Viral invasion of target cells triggers an immediate intracellular host defense system aimed at preventing further propagation of the virus. Viral genomes or early products of viral replication are sensed by a number of pattern recognition receptors, leading to the synthesis and production of type I interferons (IFNs) that, in turn, activate a cascade of IFN-stimulated genes (ISGs) with antiviral functions. Among these, several members of the tripartite motif (TRIM) family are antiviral executors. This article will focus, in particular, on TRIM22 as an example of a multitarget antiviral member of the TRIM family. The antiviral activities of TRIM22 against different DNA and RNA viruses, particularly human immunodeficiency virus type 1 (HIV-1) and influenza A virus (IAV), will be discussed. TRIM22 restriction of virus replication can involve either direct interaction of TRIM22 E3 ubiquitin ligase activity with viral proteins, or indirect protein-protein interactions resulting in control of viral gene transcription, but also epigenetic effects exerted at the chromatin level.

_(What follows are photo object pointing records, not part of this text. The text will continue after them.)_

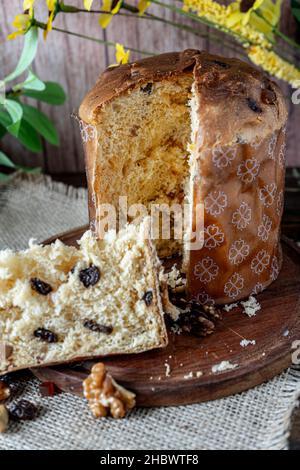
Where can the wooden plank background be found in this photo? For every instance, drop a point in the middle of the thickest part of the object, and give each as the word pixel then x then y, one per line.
pixel 75 63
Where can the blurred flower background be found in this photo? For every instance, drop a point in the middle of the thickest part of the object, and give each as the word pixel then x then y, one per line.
pixel 53 51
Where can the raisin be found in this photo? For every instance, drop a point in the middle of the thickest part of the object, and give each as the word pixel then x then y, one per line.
pixel 23 410
pixel 90 276
pixel 45 335
pixel 268 96
pixel 148 298
pixel 221 64
pixel 40 286
pixel 253 105
pixel 48 389
pixel 147 89
pixel 94 326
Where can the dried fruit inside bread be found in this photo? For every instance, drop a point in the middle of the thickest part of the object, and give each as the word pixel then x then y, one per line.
pixel 193 128
pixel 61 303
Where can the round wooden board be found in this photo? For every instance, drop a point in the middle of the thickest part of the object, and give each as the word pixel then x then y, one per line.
pixel 190 359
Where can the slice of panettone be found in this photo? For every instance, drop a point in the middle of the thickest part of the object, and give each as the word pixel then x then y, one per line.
pixel 61 303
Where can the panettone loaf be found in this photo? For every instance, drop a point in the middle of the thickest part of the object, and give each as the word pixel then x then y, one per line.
pixel 60 303
pixel 194 128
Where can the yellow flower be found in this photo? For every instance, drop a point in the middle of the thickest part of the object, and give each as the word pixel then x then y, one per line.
pixel 274 64
pixel 111 8
pixel 143 5
pixel 22 23
pixel 122 56
pixel 28 4
pixel 262 16
pixel 219 15
pixel 243 12
pixel 87 4
pixel 52 7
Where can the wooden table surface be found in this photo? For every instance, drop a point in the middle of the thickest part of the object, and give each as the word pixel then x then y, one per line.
pixel 290 227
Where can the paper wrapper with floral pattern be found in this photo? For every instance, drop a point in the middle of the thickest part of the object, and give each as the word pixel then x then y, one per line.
pixel 242 188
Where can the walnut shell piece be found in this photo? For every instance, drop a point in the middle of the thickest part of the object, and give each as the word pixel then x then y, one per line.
pixel 105 396
pixel 4 418
pixel 4 391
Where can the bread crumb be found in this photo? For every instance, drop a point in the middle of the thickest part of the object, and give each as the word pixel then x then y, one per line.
pixel 174 278
pixel 223 366
pixel 192 374
pixel 230 307
pixel 246 342
pixel 176 329
pixel 168 369
pixel 251 306
pixel 188 376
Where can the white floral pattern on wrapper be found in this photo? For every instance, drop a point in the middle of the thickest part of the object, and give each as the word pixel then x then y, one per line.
pixel 279 203
pixel 260 262
pixel 267 194
pixel 222 157
pixel 274 268
pixel 213 237
pixel 242 216
pixel 272 147
pixel 281 157
pixel 234 286
pixel 257 289
pixel 215 202
pixel 248 170
pixel 203 298
pixel 206 270
pixel 264 228
pixel 238 252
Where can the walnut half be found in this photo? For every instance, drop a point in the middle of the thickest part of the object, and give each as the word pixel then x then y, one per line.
pixel 105 396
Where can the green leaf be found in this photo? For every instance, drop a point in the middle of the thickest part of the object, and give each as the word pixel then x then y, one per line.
pixel 4 178
pixel 5 161
pixel 53 94
pixel 295 4
pixel 5 119
pixel 2 131
pixel 15 111
pixel 29 137
pixel 41 123
pixel 28 54
pixel 32 82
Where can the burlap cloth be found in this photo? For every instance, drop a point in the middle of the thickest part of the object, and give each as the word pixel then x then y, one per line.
pixel 257 419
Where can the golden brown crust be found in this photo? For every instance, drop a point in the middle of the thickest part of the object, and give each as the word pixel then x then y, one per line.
pixel 117 80
pixel 239 159
pixel 238 103
pixel 229 89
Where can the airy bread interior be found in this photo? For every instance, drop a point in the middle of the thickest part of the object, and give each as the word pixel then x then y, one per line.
pixel 143 148
pixel 128 270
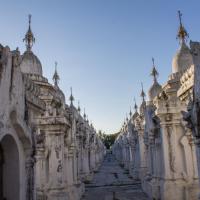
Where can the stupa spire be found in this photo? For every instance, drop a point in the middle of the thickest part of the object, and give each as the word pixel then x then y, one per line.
pixel 135 106
pixel 79 109
pixel 182 33
pixel 142 93
pixel 71 98
pixel 29 37
pixel 56 77
pixel 154 72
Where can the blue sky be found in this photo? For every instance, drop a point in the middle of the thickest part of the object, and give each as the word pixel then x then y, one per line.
pixel 103 47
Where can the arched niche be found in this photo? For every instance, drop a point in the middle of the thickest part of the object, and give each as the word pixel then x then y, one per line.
pixel 9 169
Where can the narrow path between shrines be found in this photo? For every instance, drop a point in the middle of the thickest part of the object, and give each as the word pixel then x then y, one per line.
pixel 112 182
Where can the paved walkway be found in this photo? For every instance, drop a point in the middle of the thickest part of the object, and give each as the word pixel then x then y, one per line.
pixel 111 182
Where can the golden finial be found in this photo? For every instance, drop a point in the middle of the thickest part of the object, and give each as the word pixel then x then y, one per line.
pixel 56 77
pixel 29 37
pixel 182 33
pixel 71 98
pixel 130 113
pixel 79 109
pixel 135 106
pixel 84 115
pixel 154 72
pixel 142 93
pixel 126 117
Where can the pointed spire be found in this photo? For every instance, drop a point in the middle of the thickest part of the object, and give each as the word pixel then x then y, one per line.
pixel 135 106
pixel 126 118
pixel 130 113
pixel 29 37
pixel 71 98
pixel 56 77
pixel 79 109
pixel 182 33
pixel 142 93
pixel 154 72
pixel 84 115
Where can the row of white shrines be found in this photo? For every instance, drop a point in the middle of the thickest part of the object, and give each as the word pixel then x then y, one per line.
pixel 160 144
pixel 47 149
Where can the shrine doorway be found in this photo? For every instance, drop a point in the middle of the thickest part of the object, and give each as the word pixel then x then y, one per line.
pixel 9 169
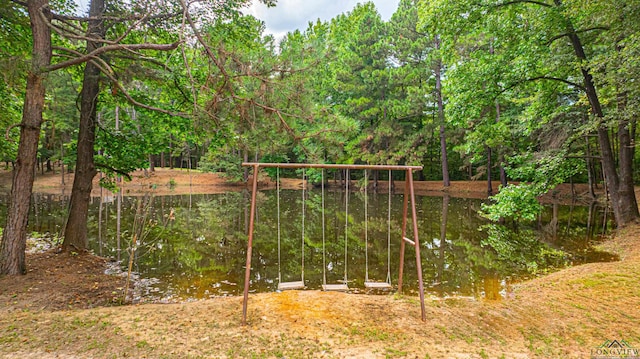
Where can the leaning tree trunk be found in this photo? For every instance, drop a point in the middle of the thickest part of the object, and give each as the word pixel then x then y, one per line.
pixel 75 233
pixel 14 236
pixel 443 139
pixel 621 190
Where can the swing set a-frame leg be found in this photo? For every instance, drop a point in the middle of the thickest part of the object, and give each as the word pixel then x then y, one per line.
pixel 409 194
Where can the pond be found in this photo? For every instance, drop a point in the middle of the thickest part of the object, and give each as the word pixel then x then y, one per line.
pixel 194 246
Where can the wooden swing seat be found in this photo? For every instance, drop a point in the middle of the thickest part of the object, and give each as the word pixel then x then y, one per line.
pixel 291 285
pixel 335 287
pixel 377 285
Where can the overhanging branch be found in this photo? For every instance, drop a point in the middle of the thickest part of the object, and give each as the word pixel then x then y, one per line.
pixel 108 48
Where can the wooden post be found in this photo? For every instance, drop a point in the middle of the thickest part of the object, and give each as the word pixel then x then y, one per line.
pixel 252 215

Keywords: DNA and RNA viruses; HIV-1; TRIM22; influenza A virus; interferons.

Figure 1

(A) Structural organization of the HIV-1 promoter. HIV-1 transcription starts at the promoter region in the 5′ LTR. Processive HIV-1 transcription is driven by the Tat protein that recruits the p-TEFb complex to the TAR RNA. pTEFb promotes the phosphorylation of the RNA Pol II, enabling the elongation of the viral transcripts. Upstream of the initiation of transcription (+1), three Sp1 and two NF-kB binding sites control the levels of basal transcription and response to inflammatory signals, respectively. (B) TRIM22 inhibits HIV-1 basal transcription by preventing Sp1 binding to the HIV-1 promoter, thus contributing to the maintenance of latent HIV-1 infection.

Figure 2

Evolution from pandemic to seasonal IAV has shaped TRIM22 restriction. Pandemic viruses are resistant to TRIM22 inhibition as their NP is endowed with four arginine (R) residues that progressively mutate into lysine (K) residues, becoming the target of the U3 ubiquitin ligase activity of TRIM22. The transition of R into K is dependent on viral polymerase errors that generate viral quasispecies either characterized by one, two, three or four K residues. However, a bottleneck of transmission favors the emergence of an IAV NP susceptible to TRIM22 restriction. This phenomenon is likely related to the general rule of viral evolution which endows the virus with the ability to become more transmissible and less pathogenic.